Postby paulr1949 » Thu Jun 06, 2019 12:06 pm

I have visited four places connected with my family history (and hope to visit another in Norfolk this summer).
First was the churchyard in Wangford (near Southwold) in Suffolk, where my 3 x great-grandparents on my father's side are buried - I was rather taken aback to find 10 or 11 graves with my family name, many of whom I didn't know of. They are on the list of things to be investigated when I have time(!).
My great-grandparents on my mother's side were from Nottinghamshire (Arnold to be specific) and I visited their grave - and my mother's birth mother (who died when my mother was 2½). I also visited their house in Red Hill, where I can remember staying as a small boy (I can remember visiting when GGF was alive so that dates it to before or early 1956). It had electric power but gas lighting.
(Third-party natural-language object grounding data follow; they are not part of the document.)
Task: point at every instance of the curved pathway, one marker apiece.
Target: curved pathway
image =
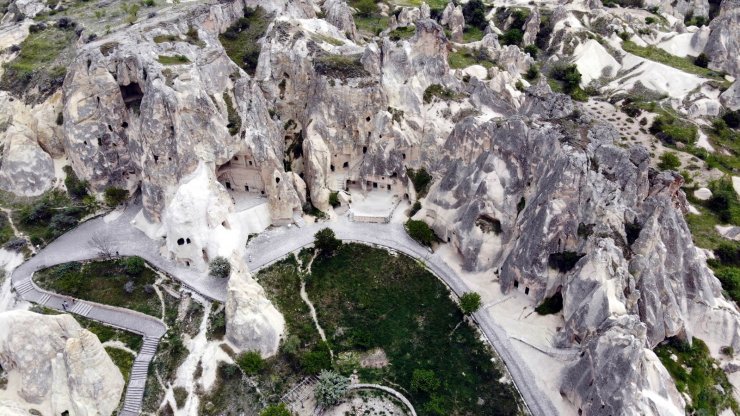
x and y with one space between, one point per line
274 244
125 240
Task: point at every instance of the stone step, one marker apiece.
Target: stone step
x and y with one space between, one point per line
45 298
24 286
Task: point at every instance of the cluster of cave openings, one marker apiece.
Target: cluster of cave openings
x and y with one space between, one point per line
516 286
132 95
241 174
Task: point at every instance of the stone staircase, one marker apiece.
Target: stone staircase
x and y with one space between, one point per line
135 391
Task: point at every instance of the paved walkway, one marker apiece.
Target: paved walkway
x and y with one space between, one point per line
274 244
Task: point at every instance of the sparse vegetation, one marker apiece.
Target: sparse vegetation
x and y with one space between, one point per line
240 39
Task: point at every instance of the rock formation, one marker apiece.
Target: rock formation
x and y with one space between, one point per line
54 365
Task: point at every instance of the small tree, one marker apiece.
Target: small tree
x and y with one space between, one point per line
331 388
219 267
115 196
275 410
669 161
250 362
326 241
470 302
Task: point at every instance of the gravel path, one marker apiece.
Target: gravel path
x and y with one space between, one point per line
275 243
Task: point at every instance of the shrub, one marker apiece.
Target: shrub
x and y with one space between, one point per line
219 267
326 241
115 196
275 410
250 362
133 266
702 60
425 381
75 187
331 388
475 14
421 180
420 231
470 302
669 161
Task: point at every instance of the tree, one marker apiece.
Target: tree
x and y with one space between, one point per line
219 267
330 388
326 241
420 231
275 410
115 196
669 161
250 362
470 302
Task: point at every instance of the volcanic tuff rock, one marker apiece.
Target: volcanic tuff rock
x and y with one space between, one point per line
57 366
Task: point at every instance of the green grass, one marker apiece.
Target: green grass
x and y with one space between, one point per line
124 360
173 60
102 282
696 373
465 57
365 299
659 55
240 39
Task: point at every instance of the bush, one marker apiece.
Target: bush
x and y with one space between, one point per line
669 161
115 196
326 241
331 388
421 180
425 381
276 410
470 302
420 231
133 266
250 362
75 187
219 267
702 60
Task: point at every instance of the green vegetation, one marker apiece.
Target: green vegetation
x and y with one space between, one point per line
326 242
40 62
470 302
173 60
105 282
340 66
234 120
669 161
697 374
420 178
240 39
250 362
219 267
686 64
123 359
551 305
437 91
465 57
115 196
331 388
420 231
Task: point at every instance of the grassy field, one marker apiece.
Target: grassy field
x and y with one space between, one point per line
659 55
103 282
367 299
697 374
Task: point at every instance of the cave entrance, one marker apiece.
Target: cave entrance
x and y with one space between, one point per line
132 95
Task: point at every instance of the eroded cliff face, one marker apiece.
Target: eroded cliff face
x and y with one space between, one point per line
54 366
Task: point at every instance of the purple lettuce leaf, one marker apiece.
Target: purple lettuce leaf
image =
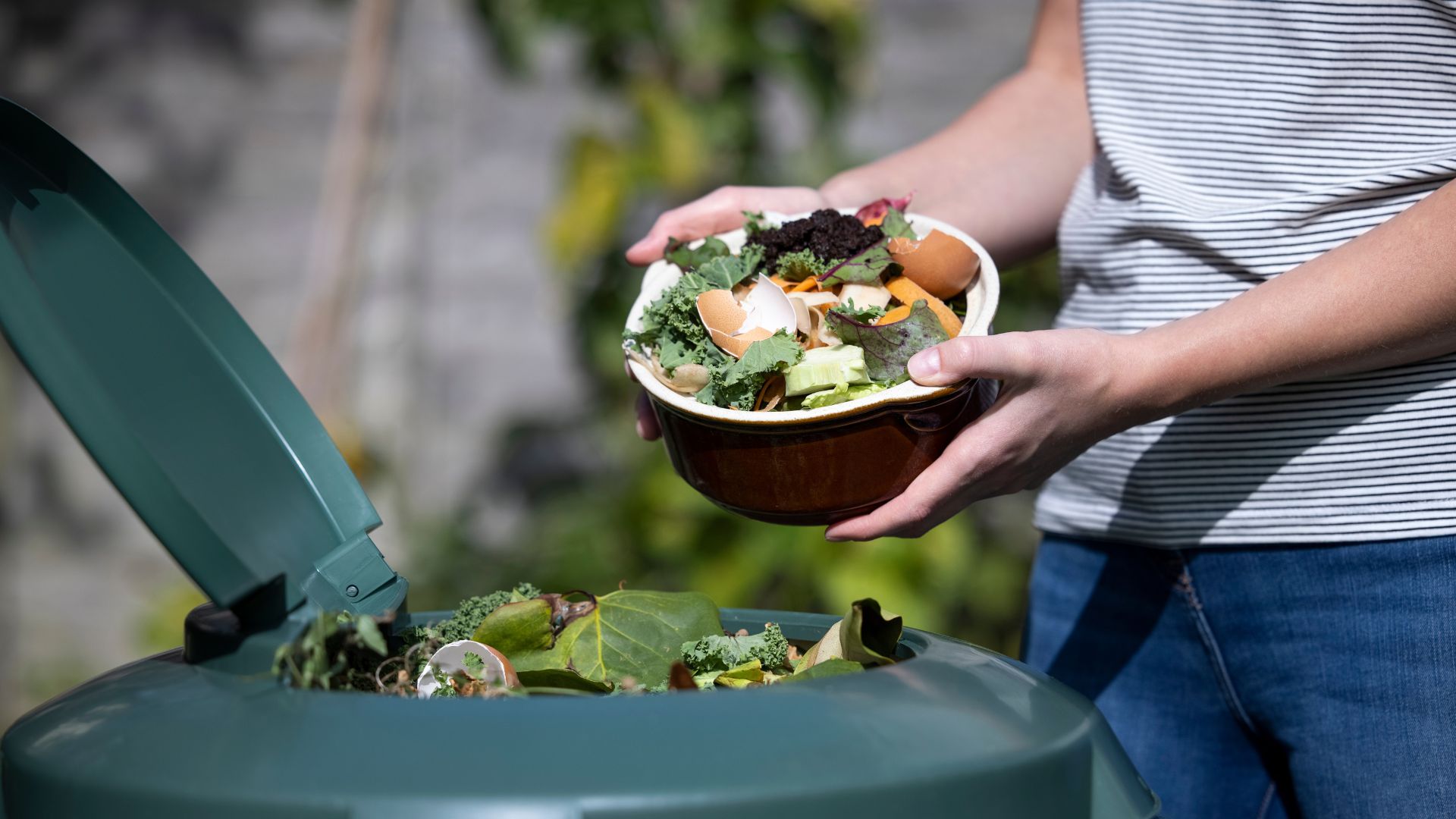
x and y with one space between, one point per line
889 347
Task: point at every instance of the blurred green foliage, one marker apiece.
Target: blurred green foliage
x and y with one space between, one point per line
688 80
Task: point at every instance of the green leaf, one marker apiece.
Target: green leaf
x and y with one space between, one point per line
561 679
718 651
691 259
865 635
865 267
862 315
896 224
871 632
473 664
723 273
629 632
517 627
742 675
739 384
889 347
370 635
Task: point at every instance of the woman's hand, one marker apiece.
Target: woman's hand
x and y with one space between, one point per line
718 212
715 213
1062 391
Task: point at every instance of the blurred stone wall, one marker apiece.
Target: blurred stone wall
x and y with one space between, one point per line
216 115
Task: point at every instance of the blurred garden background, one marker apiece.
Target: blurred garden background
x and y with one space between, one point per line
421 209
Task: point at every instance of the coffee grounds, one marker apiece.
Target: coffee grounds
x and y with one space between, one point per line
829 234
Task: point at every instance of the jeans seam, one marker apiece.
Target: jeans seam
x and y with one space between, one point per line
1210 645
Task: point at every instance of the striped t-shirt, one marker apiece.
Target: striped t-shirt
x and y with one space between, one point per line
1238 139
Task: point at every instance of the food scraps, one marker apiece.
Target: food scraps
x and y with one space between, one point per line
625 642
781 324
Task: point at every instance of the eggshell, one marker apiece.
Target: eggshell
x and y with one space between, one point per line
720 311
941 264
865 295
767 308
801 308
450 659
736 346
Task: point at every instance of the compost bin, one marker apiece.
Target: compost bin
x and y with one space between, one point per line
212 445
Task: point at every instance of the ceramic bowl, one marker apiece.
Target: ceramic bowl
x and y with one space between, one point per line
816 466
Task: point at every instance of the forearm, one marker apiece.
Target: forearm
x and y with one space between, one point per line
1386 297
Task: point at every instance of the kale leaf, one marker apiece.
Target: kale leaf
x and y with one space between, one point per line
471 611
672 327
737 385
889 347
720 653
723 273
862 315
896 224
691 259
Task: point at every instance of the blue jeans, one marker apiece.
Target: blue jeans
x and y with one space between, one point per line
1307 682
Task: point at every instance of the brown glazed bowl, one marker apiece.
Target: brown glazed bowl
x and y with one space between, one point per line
817 466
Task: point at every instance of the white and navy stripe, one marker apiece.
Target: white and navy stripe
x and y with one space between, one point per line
1238 139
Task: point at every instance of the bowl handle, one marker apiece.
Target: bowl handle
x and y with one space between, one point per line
943 416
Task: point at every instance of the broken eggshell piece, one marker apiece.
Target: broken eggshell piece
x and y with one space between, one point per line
736 325
804 305
941 264
450 661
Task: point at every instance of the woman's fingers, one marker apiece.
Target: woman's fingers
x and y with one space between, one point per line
715 213
1001 357
937 494
647 420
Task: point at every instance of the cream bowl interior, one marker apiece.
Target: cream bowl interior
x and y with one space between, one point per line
981 305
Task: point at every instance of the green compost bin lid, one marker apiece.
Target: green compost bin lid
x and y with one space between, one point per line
172 394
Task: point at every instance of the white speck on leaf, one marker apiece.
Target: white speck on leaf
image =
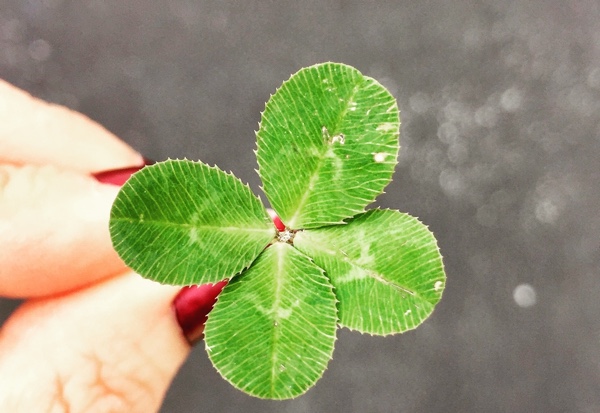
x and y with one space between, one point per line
379 157
386 127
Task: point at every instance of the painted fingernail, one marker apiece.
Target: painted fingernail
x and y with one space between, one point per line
119 176
276 220
192 306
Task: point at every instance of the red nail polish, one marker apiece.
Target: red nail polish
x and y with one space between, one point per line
192 306
119 176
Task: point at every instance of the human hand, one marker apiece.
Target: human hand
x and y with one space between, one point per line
92 336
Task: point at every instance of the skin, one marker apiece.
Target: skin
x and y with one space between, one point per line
91 336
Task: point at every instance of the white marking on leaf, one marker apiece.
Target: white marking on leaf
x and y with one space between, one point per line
379 157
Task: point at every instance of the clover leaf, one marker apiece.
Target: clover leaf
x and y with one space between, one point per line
327 146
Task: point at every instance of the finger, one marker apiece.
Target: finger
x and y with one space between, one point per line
36 132
54 233
114 347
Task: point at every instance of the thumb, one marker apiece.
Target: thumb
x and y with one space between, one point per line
113 347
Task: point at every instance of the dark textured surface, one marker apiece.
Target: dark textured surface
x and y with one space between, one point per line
500 132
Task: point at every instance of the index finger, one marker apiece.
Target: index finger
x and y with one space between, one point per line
36 132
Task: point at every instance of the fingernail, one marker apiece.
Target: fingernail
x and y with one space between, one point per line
276 220
119 176
192 306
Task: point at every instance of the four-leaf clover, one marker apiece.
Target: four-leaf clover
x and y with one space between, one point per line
327 146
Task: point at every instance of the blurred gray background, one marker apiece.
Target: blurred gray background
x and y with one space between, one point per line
500 155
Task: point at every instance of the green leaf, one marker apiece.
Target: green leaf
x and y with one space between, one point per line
182 222
272 330
385 267
327 145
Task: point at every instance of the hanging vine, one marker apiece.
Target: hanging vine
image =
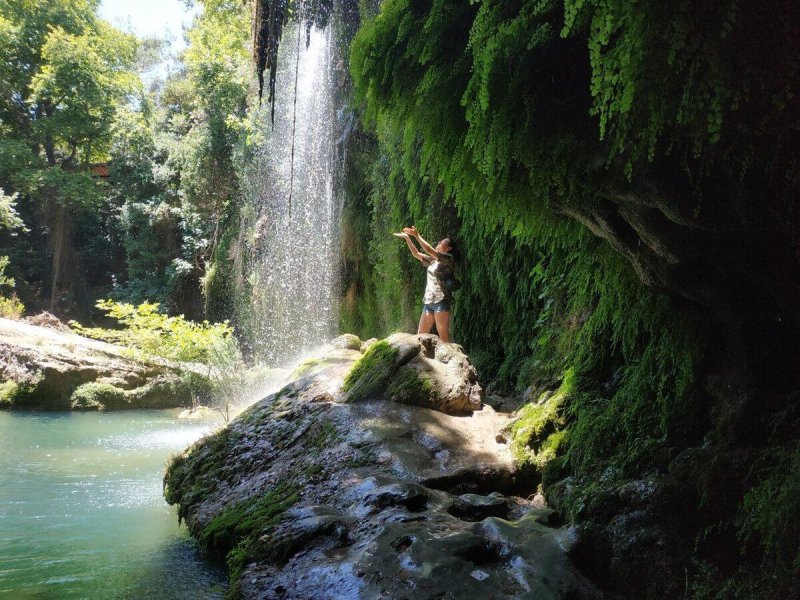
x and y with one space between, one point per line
269 19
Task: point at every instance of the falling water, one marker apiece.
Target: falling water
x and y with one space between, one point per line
294 265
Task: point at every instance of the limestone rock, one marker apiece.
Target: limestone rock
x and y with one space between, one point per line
417 369
44 367
310 494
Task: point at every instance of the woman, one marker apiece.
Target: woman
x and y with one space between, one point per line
438 298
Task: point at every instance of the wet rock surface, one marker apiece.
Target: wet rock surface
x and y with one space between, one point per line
310 494
41 367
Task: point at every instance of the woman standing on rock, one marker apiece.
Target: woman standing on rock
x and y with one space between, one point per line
440 284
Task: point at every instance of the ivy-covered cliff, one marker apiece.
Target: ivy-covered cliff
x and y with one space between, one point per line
622 180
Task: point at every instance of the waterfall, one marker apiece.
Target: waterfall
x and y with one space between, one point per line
294 263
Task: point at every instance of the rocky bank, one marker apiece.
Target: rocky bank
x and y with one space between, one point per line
377 472
51 368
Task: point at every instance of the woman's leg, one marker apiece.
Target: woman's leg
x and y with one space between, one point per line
425 322
442 318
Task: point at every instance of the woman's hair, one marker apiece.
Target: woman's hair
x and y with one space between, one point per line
454 251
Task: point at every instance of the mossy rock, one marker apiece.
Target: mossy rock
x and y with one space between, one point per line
97 396
241 532
371 372
538 433
409 386
13 394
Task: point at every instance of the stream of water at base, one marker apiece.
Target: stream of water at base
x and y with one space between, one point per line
82 513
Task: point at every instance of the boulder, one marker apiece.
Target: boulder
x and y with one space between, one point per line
329 490
46 368
420 370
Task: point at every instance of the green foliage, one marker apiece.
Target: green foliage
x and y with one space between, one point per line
10 392
154 335
538 432
10 306
371 372
768 516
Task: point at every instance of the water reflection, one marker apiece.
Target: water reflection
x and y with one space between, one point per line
82 513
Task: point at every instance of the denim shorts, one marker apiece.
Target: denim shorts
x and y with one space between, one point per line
443 306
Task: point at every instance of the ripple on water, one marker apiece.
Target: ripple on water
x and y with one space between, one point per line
82 513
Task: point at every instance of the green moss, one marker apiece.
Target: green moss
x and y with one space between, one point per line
411 387
538 434
97 396
190 476
240 531
371 372
9 391
321 435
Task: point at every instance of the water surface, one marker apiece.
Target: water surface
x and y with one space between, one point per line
82 513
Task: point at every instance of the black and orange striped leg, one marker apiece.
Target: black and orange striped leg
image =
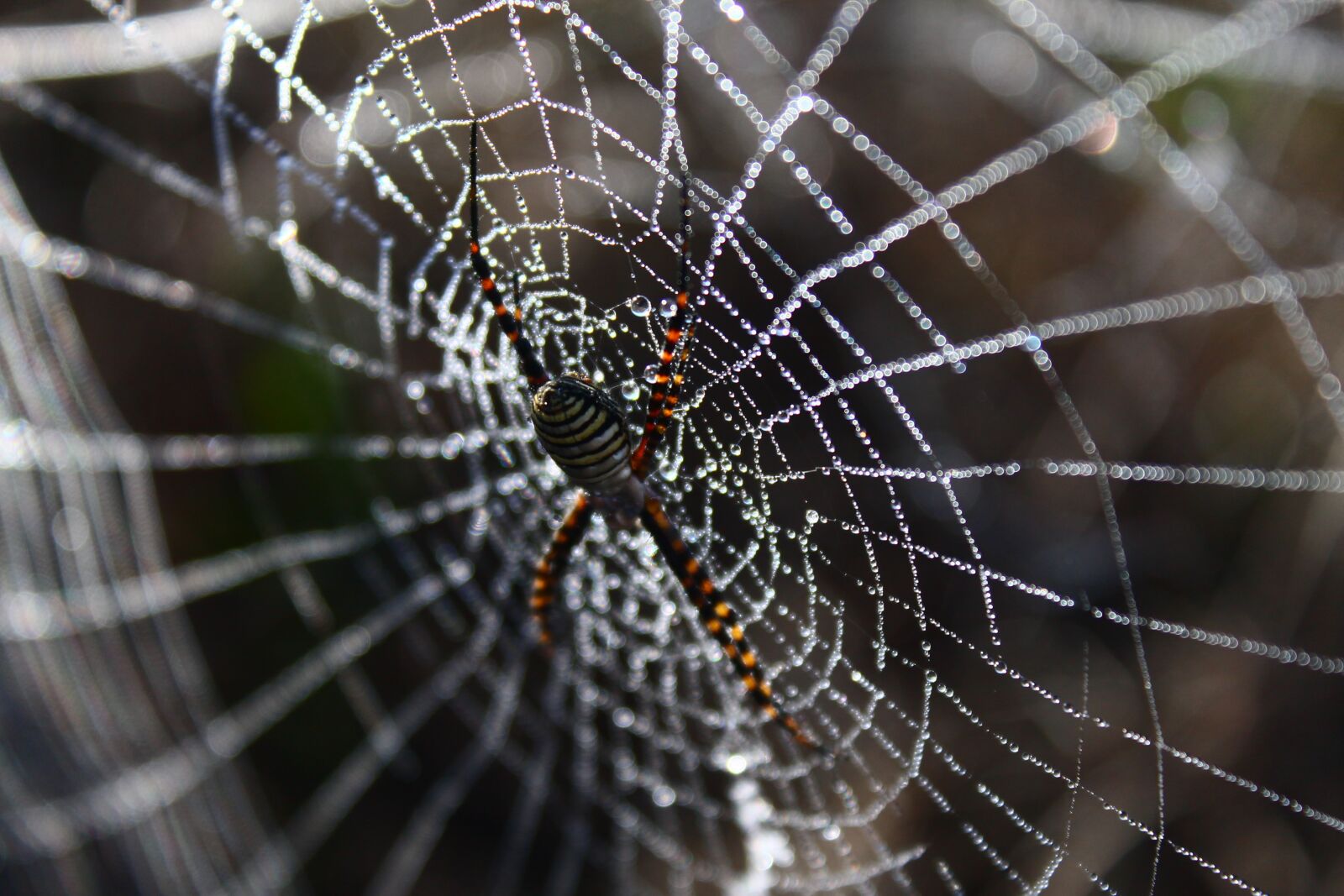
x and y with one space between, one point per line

On a visit to the Scottish Borders 2 years ago I drove over to Hawick to use the FH centre there to try again to find my elusive 3x greatgrandparents' marriage - without success). I walked round the town and found the area "3rd Back House, High Street" where some of the family lived.
Finally last year we were on a holiday in Charmouth, Dorset with family and grandchildren, and there was an exhibition in the church on "1000 years of Charmouth" together with an accompanying book which I bought, and my 3 x great grandfather (paternal grandmother's line) was mentioned in it - he was Richard Gill, and was minister of what is now the URC (then an independent chapel), and he officiated at the marriage of his son there in 1840, which I believe was one of the earliest weddings in an independent chapel.